Elle connait toutes les paroles et je la regarde du coin de l'oeil. Ses talons vernis, sa robe verte moulante, ses longs cheveux bruns. Je ne sais pas trop comment faire pour me rapprocher d'elle tant elle parait unique, essentielle, indépendante. La scène semble se dérouler au ralenti. Est-ce son déhanché, est-ce l'alcool? Elle n'est pas vulgaire et ne joue pas la provocation, simplement une beauté pure. Un diamant brut. Un pierre précieuse à appréhender.
Mes pas de danse se font plus précis, plus parlant et je me rapproche d'elle. Elle feint de ne pas m'avoir vu et continue de danser seule. Je lui tourne autour et la boule à facettes fait son travail. Impossible de distinguer son regard mais ses hanches me donnent le tournis et bientôt, je ne distingue plus rien d'autre.
Je n'en fais pas trop, dans tous les cas je n'ai plus la force. Aujourd'hui, tous les minets veulent impressionner les filles avec des pas ridiculement techniques. J'ai toujours privilégié l'efficacité à l'esbroufe injustifiée et je sais surtout que je connais mieux le milieu que ces petits.
Tournant encore autour d'elle, en finesse, je hume son parfum, quelque chose de vanillé qui réveille en moi des émotions cachées depuis longtemps. Elle sait que je suis là, et continue de murmurer ce refrain obsédant.
Oh oh, c'est le nouveau 45T de Marvin Gaye qui arrive.

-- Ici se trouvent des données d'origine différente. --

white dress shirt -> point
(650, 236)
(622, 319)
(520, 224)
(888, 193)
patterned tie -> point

Sexual Healing. Je ne l'ai pas encore bien écouté parce qu'encore trop bloqué sur le Don Blackman, mais le concours de circonstance est parfait.
C'est doucement que j'arrive derrière elle et, sans brusquer les choses, je suis doucement ses mouvements, puis pose ma main sur sa hanche droite. Une crispation, puis d'un regard furtif, l'acceptation. Ses pupilles sont d'un noir puissant et pas complètement défoncées à la coke. Elle ne me provoque pas, préférant allier la sensualité à l'intensité. Lorsqu'elle se retourne et soutient mon regard, c'est elle et moi, rien d'autre. Je lui glisse les get up get up get up, elle me répond avec ses yeux le "let's make love tonight". Ma main dans la sienne, elle glisse ma jambe entre les siennes et lorsque le morceau s'évanouit, elle me tire par le bras.
C'est dommage, il y avait
You Move Me de Gino Soccio et j'adore vraiment ce morceau.
La sortie de la boite, sa voiture rouge sang garée plus loin. Je ne sais rien d'elle, pas même son prénom et d'un geste, je la retourne pour lui demander. Elle sourit, mais ne répond pas.
Sa voiture est d'un ancien luxe surprenant. Une américaine des années 60. Elle met le contact et un morceau de soul arrive.
"Teddy Pendegrass, Come Go With Me" me glisse t'elle, "une vieille chanson dont j'ai du mal à me débarrasser". La douceur du morceau semble dialoguer avec les réverbères. Ma main dans sa main, elle passe les vitesses calmement, roule sans à-coups. Les grandes avenues sont vides, les rideaux des magasins fermés. J'ignore totalement où on va, je sais simplement que je me sens bien et que je la suivrai jusqu'au bout du monde. Elle grille un feu rouge, puis deux. Un créneau, un immeuble quasi Hausmannien, un "tu veux monter?" doucement. C'est elle et moi, rien d'autre.